Turns out she had been in quite a bad car accident a few years back, which instilled in me a new level of respect that she would ride shotgun with potential car buyers trying to find just how grippy their prospective purchase was in the corners. She mentioned her ex-husband in the conversation, and I wanted to ask her had she not thought about standing by her man, but being a model of self-discipline and restraint, I didn’t.

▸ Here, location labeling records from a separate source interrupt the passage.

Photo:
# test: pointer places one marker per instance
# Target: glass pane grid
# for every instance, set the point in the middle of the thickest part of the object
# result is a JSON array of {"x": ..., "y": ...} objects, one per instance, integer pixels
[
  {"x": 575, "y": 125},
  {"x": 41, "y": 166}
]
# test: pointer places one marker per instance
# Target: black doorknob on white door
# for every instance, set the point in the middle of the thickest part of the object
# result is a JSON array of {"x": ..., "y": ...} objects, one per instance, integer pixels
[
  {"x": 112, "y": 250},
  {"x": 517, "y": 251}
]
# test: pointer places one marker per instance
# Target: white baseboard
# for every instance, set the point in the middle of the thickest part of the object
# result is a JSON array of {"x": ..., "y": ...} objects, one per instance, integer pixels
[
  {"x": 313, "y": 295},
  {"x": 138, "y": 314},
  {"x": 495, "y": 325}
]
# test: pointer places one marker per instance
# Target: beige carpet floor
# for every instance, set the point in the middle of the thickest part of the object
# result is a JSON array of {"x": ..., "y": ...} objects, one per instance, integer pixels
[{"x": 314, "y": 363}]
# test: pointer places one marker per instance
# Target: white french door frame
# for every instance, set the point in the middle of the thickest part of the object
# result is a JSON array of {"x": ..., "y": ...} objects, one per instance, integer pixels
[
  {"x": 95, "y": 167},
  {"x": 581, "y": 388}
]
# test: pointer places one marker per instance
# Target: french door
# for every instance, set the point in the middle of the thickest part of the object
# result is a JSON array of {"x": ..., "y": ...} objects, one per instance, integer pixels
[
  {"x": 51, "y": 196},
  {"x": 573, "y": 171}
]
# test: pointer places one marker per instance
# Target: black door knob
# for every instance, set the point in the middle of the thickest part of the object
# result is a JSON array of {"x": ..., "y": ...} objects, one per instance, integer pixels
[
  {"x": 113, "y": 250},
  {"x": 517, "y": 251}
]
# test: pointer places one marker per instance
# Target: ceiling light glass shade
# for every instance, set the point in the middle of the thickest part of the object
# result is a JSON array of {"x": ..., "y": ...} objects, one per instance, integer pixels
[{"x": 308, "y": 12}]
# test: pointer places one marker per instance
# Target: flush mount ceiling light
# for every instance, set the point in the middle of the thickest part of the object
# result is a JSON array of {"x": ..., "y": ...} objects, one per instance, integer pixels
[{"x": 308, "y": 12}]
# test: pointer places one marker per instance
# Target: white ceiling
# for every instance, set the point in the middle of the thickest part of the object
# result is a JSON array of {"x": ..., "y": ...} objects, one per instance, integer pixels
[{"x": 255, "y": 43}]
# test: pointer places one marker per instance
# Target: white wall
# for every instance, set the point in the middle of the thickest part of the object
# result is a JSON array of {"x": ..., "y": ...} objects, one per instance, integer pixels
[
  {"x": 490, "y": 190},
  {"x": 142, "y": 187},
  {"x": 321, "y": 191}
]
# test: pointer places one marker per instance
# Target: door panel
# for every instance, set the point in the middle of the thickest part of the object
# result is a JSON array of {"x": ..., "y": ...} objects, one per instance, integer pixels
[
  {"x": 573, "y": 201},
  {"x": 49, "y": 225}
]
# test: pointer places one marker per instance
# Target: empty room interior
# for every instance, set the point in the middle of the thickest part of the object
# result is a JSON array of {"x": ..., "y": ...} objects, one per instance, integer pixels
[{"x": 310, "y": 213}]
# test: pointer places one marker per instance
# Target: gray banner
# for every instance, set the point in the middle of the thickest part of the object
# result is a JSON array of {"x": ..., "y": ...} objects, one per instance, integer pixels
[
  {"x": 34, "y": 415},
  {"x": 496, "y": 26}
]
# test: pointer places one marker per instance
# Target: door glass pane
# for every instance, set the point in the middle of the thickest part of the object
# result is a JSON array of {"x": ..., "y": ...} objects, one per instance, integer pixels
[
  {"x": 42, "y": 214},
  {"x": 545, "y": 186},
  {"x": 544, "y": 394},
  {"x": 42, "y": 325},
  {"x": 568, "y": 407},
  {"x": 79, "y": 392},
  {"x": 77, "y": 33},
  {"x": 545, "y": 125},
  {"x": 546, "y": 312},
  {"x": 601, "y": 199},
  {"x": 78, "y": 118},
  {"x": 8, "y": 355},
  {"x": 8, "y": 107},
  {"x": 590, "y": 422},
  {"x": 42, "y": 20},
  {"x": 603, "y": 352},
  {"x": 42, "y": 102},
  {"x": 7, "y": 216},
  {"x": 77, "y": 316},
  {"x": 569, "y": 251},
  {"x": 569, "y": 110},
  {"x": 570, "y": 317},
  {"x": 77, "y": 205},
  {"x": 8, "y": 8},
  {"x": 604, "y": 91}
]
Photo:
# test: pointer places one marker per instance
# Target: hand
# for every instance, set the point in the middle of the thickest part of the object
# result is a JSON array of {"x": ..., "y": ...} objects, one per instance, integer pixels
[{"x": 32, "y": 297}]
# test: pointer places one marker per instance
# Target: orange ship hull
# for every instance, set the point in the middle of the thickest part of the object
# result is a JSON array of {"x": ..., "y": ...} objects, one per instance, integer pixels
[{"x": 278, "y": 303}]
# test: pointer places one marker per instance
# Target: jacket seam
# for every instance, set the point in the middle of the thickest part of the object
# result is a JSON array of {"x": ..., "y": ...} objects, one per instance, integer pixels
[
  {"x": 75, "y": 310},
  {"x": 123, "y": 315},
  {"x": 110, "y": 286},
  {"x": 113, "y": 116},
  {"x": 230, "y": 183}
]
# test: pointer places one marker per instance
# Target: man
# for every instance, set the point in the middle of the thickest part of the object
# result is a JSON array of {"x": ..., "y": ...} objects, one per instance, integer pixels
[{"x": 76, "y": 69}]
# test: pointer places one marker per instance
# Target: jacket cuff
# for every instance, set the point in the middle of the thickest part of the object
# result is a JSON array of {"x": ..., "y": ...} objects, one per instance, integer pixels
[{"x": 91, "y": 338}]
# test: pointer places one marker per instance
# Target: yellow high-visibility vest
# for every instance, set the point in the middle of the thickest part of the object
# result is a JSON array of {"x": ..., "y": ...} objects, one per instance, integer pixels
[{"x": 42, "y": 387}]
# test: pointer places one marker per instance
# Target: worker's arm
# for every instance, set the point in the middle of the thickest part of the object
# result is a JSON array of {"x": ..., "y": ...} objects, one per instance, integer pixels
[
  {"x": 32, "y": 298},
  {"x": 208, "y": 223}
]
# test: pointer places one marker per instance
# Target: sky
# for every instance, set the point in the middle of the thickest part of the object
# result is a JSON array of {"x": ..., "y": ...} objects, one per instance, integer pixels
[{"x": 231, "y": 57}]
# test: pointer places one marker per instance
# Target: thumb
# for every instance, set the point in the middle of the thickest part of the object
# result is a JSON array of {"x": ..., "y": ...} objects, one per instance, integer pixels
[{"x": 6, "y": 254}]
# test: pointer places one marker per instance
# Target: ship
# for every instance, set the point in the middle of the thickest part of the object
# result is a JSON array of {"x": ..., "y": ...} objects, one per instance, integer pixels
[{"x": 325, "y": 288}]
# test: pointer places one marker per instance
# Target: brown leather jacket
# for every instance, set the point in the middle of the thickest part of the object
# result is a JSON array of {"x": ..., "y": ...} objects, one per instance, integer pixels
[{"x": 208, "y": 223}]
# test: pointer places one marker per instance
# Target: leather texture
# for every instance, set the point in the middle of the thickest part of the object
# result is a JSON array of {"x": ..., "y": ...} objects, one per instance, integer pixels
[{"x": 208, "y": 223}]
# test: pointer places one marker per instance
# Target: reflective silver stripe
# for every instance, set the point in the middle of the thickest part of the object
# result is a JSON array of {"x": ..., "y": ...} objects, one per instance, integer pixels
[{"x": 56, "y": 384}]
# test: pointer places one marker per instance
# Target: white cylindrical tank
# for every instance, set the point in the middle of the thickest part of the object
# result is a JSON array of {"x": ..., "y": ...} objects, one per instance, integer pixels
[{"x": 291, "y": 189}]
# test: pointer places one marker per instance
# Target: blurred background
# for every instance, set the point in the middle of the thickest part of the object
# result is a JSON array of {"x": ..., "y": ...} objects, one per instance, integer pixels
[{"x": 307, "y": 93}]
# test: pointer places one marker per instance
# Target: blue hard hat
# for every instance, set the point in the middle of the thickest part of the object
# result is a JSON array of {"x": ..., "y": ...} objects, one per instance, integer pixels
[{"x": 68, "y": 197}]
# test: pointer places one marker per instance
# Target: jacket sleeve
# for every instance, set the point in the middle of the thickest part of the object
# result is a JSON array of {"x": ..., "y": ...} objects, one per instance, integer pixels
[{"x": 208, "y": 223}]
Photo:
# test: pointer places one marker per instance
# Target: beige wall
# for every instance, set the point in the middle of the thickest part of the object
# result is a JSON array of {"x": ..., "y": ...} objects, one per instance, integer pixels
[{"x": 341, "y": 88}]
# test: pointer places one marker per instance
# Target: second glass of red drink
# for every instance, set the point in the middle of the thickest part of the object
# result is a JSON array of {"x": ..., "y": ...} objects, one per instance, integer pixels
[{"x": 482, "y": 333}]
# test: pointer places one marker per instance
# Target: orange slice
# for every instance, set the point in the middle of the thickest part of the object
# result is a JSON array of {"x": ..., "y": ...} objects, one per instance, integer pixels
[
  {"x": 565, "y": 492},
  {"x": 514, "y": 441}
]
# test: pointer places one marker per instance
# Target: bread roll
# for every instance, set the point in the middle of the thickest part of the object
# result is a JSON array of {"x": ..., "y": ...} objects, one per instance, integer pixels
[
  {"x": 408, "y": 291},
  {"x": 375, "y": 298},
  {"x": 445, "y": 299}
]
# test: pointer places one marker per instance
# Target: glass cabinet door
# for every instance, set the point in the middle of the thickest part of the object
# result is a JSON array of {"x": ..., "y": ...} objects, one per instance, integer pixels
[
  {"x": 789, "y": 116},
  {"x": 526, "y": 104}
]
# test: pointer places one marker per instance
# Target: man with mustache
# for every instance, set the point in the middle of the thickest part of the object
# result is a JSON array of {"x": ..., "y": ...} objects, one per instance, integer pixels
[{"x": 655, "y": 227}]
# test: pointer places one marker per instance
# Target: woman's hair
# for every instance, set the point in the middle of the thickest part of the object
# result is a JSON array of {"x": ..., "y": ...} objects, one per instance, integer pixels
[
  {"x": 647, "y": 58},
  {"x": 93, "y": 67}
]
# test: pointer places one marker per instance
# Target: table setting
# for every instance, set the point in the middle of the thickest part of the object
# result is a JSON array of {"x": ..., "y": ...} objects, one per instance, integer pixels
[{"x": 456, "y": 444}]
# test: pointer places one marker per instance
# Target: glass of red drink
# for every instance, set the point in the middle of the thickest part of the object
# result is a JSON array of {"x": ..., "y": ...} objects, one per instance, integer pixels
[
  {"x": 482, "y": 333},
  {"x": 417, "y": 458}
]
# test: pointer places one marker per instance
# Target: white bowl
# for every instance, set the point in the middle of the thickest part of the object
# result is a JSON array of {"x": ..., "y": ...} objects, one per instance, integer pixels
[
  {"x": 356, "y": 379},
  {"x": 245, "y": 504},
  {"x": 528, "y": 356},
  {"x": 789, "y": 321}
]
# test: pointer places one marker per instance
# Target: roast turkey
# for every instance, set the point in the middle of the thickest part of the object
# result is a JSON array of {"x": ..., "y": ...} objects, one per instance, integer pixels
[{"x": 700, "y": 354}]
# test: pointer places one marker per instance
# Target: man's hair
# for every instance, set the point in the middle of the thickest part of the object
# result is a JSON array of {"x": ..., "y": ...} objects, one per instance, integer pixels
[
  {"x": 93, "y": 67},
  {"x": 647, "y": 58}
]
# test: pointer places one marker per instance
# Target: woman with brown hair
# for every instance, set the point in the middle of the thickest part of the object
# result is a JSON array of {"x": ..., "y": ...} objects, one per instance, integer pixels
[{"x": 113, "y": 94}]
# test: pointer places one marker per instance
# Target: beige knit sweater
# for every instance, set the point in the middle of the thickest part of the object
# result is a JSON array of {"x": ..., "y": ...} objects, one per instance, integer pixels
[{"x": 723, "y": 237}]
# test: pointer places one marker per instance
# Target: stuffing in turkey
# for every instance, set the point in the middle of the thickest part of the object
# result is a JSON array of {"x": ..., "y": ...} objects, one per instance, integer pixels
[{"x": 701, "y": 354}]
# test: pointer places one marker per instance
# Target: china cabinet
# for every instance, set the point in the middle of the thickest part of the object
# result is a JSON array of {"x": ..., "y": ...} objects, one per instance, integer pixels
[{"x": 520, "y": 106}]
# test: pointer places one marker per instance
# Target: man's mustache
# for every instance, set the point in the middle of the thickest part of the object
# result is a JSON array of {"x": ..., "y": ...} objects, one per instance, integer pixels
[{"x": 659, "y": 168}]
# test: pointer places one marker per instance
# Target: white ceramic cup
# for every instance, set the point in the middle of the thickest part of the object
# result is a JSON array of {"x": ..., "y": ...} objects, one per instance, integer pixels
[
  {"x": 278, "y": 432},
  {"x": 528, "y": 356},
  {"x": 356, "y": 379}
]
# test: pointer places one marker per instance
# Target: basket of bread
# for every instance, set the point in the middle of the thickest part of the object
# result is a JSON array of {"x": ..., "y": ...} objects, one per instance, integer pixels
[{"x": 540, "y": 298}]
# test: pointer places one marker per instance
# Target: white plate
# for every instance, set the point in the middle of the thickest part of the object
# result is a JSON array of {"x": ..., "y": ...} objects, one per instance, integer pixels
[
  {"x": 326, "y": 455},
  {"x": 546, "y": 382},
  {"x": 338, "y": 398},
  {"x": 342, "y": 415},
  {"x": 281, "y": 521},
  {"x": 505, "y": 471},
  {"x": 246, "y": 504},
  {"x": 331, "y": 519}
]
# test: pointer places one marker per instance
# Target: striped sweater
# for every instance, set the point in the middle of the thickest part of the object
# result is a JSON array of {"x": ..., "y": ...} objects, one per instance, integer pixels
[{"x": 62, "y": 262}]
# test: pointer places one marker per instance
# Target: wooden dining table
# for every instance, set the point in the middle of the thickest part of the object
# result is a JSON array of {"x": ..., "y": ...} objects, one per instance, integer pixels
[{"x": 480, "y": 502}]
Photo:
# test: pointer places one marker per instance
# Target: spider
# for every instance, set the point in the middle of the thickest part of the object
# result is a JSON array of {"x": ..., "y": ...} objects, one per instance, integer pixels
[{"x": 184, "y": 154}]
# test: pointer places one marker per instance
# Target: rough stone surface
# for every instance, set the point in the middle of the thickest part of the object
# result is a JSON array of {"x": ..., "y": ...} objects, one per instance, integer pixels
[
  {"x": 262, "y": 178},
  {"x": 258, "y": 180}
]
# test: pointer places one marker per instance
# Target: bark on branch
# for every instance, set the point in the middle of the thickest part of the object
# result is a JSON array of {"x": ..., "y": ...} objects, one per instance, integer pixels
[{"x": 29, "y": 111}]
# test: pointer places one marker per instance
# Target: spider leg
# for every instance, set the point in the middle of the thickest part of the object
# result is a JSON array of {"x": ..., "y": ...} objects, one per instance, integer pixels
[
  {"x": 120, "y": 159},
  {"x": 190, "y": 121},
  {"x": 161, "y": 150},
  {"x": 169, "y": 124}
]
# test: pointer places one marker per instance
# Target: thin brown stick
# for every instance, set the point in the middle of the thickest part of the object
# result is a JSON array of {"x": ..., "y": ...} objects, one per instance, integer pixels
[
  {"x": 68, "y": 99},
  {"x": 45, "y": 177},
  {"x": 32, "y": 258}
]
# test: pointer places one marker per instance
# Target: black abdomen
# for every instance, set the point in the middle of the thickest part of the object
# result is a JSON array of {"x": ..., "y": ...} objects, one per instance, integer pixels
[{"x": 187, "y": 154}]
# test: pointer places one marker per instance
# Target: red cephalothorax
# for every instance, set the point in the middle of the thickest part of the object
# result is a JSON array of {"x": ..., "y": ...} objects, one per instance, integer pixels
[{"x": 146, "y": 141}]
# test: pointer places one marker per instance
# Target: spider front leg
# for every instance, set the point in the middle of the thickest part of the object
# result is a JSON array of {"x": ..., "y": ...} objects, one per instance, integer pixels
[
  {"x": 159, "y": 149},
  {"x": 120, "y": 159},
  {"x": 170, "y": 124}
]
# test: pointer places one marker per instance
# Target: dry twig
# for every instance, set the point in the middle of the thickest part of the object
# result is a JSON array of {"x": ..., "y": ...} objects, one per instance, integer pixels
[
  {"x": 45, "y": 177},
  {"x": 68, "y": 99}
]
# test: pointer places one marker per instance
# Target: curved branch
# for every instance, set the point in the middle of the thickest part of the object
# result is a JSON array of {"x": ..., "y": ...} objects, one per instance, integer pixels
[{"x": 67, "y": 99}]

But back to the bed, so to speak. I found it (or rather AJ did) on Craigslist, which is the US version of Gumtree. Or vice versa. Anyhow, it was in search of this bed that I found myself driving into a dark deserted industrial estate in East Nashville tonight. I pulled up to the entrance of what might have been some sort of furniture storage facility, had I been able to see it properly in the dark, alongside the seller’s pickup truck, and was shown the mattress and box spring by this girl and her bad-ass-looking black boyfriend. There was no hip-hop pumping out of the pickup’s speakers, but there might have been. I had visions of me being found lying face down on said mattress with a single bullet hole in the back of my head, but perhaps I’ve watched too many of the wrong type of movies. Real life was, as ever, considerably less dramatic (I’m grateful), and twenty minutes later the pickup pulled up outside my new house in Nashville, where I am about to start renting a room. And so my brief sojourn in Franklin is almost at an end. Alyn and AJ, who probably didn’t find it quite so brief a sojourn, are looking to take on another lodger who would be willing to pay rent in root beer, cream soda and M&Ms.
Am quite excited about my move into Music City itself, and the resulting proximity to the live music scene there, not to mention some great indy coffee shops. Cannae wait, like.
But did you buy the car? And what flavour of automobile was this beast? So many serendipitous anecdotes, so few hard facts. I feel entertained but tragically under informed. Like watching CNN.